When the matter came before Mr. Justice Kelly for directions he ruled:
- That the hearing of the entire appeal be in camera on the ground that this was the only way to ensure that there would be no inadvertent disclosure of material to the Notice Party or other persons.
- That there was to be no publication of the identity of the Notice Party pending further order of the court.
- That the records which were the subject matter of the appeal and all other material exchanged between the Information Commissioner and the Department were not to be disclosed to the Notice Party.
- That affidavits might be exchanged between the Information Commissioner and the Department and that this would involve the Notice Party not being privy to the records, affidavits or submissions herein.
- That during the course of the hearing and in order to maintain the integrity of the system and to protect the interests of all involved parties the Notice Party and his legal representatives would have to be excluded from such parts thereof which touch upon the records at issue or submissions made in relation to them.

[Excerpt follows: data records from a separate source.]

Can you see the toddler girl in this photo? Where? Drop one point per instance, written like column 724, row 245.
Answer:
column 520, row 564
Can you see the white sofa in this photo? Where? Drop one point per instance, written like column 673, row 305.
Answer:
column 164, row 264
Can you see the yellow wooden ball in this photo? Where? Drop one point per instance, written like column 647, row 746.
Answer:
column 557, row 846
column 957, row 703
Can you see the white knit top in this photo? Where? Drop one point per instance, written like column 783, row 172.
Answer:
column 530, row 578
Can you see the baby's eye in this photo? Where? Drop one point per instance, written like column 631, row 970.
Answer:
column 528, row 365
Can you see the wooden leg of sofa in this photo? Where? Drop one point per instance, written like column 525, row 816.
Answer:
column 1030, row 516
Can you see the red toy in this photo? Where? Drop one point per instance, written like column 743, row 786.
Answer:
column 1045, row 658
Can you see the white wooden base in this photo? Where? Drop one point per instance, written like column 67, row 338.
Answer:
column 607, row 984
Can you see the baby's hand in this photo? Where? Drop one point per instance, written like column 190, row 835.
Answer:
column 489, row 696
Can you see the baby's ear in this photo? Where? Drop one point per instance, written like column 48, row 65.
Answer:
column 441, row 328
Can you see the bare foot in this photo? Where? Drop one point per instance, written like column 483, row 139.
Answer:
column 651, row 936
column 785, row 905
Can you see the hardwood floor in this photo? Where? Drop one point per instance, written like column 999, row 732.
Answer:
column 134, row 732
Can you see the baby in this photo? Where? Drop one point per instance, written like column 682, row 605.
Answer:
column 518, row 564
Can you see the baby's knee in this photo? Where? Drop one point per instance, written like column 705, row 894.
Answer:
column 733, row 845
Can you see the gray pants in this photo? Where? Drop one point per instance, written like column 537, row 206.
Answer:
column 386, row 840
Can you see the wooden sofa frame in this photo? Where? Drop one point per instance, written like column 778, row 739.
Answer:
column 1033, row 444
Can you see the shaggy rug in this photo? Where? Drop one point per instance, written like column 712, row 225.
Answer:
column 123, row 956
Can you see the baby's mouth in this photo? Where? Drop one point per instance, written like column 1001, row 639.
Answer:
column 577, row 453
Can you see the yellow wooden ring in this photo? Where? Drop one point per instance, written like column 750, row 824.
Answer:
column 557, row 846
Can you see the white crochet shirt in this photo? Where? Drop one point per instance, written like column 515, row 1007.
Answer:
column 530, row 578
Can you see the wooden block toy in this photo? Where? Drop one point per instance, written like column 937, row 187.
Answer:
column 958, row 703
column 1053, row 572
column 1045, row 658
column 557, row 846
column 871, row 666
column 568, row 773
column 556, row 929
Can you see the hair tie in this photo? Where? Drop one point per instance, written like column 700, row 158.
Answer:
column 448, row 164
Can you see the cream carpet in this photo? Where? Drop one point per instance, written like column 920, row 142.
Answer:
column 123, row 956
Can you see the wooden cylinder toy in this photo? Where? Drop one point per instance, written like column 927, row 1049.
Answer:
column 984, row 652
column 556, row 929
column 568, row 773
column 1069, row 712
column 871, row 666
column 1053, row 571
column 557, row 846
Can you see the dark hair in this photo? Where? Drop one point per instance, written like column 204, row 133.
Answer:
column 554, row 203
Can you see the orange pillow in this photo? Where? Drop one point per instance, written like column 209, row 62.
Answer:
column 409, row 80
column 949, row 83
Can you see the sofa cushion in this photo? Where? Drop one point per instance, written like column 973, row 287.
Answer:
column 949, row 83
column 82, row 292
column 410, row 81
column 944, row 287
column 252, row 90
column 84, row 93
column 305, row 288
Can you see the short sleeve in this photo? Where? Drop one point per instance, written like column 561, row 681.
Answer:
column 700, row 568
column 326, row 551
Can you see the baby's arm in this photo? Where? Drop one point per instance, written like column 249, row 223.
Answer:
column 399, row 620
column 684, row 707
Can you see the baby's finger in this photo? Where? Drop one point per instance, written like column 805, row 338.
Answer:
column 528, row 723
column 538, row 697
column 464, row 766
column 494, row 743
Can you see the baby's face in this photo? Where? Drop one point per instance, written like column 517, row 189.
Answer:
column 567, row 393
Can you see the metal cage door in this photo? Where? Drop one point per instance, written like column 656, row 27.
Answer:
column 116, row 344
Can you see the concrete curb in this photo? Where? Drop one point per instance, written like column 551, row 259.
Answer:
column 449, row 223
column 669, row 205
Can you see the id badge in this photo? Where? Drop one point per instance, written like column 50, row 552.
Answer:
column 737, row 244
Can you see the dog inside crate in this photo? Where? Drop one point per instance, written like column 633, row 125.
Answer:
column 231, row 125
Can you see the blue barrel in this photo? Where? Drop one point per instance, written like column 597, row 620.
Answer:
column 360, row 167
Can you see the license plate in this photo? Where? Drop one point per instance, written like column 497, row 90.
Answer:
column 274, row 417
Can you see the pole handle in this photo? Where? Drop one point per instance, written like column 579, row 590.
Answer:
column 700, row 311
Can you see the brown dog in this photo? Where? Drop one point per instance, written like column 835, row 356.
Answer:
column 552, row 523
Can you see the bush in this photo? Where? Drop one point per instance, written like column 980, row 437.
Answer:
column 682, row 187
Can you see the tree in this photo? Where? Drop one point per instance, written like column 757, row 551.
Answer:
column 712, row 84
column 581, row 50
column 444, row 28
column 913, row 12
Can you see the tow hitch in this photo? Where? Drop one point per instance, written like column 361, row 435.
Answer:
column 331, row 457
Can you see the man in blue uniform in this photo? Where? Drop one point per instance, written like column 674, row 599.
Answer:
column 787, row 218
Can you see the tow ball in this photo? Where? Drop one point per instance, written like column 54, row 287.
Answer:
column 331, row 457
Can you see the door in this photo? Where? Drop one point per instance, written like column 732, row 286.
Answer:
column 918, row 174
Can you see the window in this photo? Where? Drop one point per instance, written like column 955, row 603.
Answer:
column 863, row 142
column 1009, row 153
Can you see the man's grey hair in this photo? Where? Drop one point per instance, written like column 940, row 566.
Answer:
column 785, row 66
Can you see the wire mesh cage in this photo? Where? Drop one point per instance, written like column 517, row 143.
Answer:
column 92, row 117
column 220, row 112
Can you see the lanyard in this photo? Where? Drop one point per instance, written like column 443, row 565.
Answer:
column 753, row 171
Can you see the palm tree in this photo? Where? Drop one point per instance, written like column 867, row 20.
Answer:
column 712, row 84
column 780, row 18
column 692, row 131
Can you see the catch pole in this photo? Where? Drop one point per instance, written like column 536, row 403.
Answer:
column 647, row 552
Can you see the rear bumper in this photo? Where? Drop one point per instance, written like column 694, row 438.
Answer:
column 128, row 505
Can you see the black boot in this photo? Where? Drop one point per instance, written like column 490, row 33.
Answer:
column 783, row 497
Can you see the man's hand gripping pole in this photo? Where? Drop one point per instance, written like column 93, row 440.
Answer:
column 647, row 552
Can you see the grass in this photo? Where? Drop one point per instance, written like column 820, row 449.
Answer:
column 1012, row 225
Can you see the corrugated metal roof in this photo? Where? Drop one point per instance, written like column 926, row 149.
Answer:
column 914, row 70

Full submissions in writing by the Commissioner and the Minister were lodged, not in the Central Office but with the Registrar and have not been seen by the Notice Party or his legal advisers. A second book of pleading exists open only to the Commissioner and the Minister and the court. It contains a further affidavit filed on behalf of the Minister exhibiting the records at issue and the letters/records arising from the requests which the Minister contends ought not to be disclosed to the Notice Party. There is also a second affidavit filed on behalf of the Commissioner. The Notice Party has also filed submissions. It is submitted on his behalf that he is particularly concerned to protect his right to privacy and his reputation from any imputation which might arise by reason of these proceedings.
The Notice Party was heard at the commencement of these proceedings and then withdrew. I should say that I consider that the Commissioner, in arguing for the release of information, fully covered the arguments to be made on behalf of the Notice Party and in my opinion there was no conflict of interest between the Commissioner and the Notice Party.
That being said, I consider the only way I can deal with the judgment in this case without disclosing the nature of the documents and the reasons advanced by the Minister as to why they should not be disclosed, is to decide the case by reference to the legal submissions made by the Minister and the Commissioner.
I find in favour of the Minister on the grounds set out in the legal arguments filed on his behalf. I reject the arguments made on behalf of the Commissioner.
There is to be no publication of the Notice Party’s name. The documents filed in this case shall not be disclosed to the public.